Le PER (Polyéthylène Réticulé haute densité) est un matériau plastique souvent utilisé en plomberie et en chauffage pour les plafonds climatiques et planchers chauffants. Le plus gros diamètre utilisé est le ø 25 mm ce qui limite son utilisation pour les pompes à chaleur. Disponible uniquement en couronne, il doit être maintenu si utilisé en apparent.
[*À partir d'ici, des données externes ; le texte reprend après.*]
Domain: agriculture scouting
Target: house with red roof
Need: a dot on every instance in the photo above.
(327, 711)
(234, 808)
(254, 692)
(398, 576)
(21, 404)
Le cuivre est un métal qui conduit bien la chaleur. Il résiste à l’air et à l’eau mais se patine lentement en présence de carbonate. Très largement utilisé dans les pompes à chaleur car disponible dans beaucoup de diamètres. Il a aujourd’hui un coût élevé. Il reste cependant notre matériau préféré pour une qualité de travail irréprochable.

Le multicouche est une solution de raccordement en eau pour tous les éléments sanitaires de la maison. Ce produit combine certains des avantages du PER et du cuivre grâce à sa composition faite de plusieurs matériaux. Il a l’avantage d’avoir un excellent rendu une fois posé mais présente des inconvénients en utilisation chauffage à cause des raccords qui réduisent les sections de passage de l’eau et créent de la perte de charge (phénomène qui n’est pas perceptible en utilisation plomberie).

L’acier est un alliage de fer et de carbone, auquel on donne, par traitement mécanique ou thermique, des propriétés variées (malléabilité, résistance), très largement utilisé en résidentiel pour les applications de radiateurs jusque dans les années 80. Il cède aujourd’hui sa place au PER ou au cuivre. Il est cependant utilisé dans les gros diamètres car son coût est bien inférieur à celui du cuivre. En revanche les raccordements sont moins aisés.